If you have used Claude Code or a similar coding agent, you know the feeling of watching the tool calls scroll by and thinking “that was the wrong move.” Now imagine you could intercept that step, rewrite the tool arguments, inject missing context, enforce a permission check, or just log it to a file that your test suite reads tomorrow. That is what owning the loop gives you. Not for coding tasks specifically, but for any task you point an agent at.
How the extension model works
Putting everything in the loop body does not scale. If every agent needs PII redaction, approval gates, tracing, and context compaction, you end up with a 200-line loop body.
The fix is Python’s Protocol pattern (PEP 544). Four structural
interfaces:
class PrePrompt(Protocol):
def pre_prompt(self, state, log, ctx, step): ...
class PreDispatch(Protocol):
def pre_dispatch(self, state, log, tool_call, step): ...
class PostDispatch(Protocol):
def post_dispatch(self, state, log, tool_call, result, step): ...
class CheckDone(Protocol):
def check_done(self, state, log, step): ...
A hook is any object that implements one or more of these methods. No base class, no inheritance, no registration:
class RedactPII:
def pre_prompt(self, state, log, ctx, step):
return scrub_emails(ctx)
class ApprovalGate:
def pre_dispatch(self, state, log, tc, step):
if tc.tool in SENSITIVE_TOOLS:
return Deny("needs human approval")
for step in composable_loop(..., hooks=[RedactPII(), ApprovalGate()]):
print(step.pretty())
Hooks compose by stacking in a list. The loop calls them in order.
Why Protocol instead of base classes? Because structural typing
decouples the hook from the framework.

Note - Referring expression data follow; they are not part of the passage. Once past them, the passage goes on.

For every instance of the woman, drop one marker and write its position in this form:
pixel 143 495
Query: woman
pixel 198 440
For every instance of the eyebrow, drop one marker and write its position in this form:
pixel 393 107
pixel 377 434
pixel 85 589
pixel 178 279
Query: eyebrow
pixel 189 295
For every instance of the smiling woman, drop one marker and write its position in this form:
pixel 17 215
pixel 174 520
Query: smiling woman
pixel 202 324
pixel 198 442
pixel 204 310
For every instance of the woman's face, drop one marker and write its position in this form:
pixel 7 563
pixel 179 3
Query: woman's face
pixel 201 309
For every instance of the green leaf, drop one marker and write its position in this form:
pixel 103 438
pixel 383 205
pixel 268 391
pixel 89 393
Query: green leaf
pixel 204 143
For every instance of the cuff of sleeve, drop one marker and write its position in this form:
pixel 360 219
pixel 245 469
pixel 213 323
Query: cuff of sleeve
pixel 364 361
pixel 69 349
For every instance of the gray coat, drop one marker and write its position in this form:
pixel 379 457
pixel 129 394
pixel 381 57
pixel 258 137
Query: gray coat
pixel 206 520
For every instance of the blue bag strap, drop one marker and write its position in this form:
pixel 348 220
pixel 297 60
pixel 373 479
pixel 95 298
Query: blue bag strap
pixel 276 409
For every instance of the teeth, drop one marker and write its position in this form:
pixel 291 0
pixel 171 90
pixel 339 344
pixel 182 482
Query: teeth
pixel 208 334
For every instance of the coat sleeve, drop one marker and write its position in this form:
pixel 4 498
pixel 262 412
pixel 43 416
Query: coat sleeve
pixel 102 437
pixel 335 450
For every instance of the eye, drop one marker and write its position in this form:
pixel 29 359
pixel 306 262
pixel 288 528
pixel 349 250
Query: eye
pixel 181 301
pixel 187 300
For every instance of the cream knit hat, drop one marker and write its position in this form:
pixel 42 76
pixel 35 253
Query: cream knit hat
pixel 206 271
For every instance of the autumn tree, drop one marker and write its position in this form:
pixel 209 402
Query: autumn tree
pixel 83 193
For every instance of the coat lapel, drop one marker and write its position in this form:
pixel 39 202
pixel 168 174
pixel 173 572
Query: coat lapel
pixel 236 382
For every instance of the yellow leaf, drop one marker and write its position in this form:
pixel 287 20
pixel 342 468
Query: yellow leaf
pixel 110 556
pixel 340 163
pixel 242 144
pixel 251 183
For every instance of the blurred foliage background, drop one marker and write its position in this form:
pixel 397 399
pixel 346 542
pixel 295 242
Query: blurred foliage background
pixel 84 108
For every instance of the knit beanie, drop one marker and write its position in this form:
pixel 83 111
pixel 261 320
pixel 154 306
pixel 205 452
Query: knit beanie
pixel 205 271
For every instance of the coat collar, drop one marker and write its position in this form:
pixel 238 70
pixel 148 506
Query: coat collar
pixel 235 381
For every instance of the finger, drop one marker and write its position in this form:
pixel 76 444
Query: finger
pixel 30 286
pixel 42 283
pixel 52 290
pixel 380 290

RedactPII is just a class
with a pre_prompt method. It works in looplet, it works in a test
harness, it works in a different agent library that calls the same
method name. No import dependency, no vendor lock-in at the extension
layer.
Imagine you could take Claude Code’s tool-calling loop and slot in
your own pre_dispatch hook that enforces file-write permissions, a
post_dispatch hook that logs every shell command to a
compliance trail, and a check_done hook that stops the agent if
it has been running for more than 60 seconds. That is the level of
control looplet gives you, for any agent you build.
Agents compose as tools
Once the loop is the product, composing agents stops being a special feature. An agent is just a function that runs a loop and returns a result. Any function can be a tool. Therefore any agent can be a tool for another agent.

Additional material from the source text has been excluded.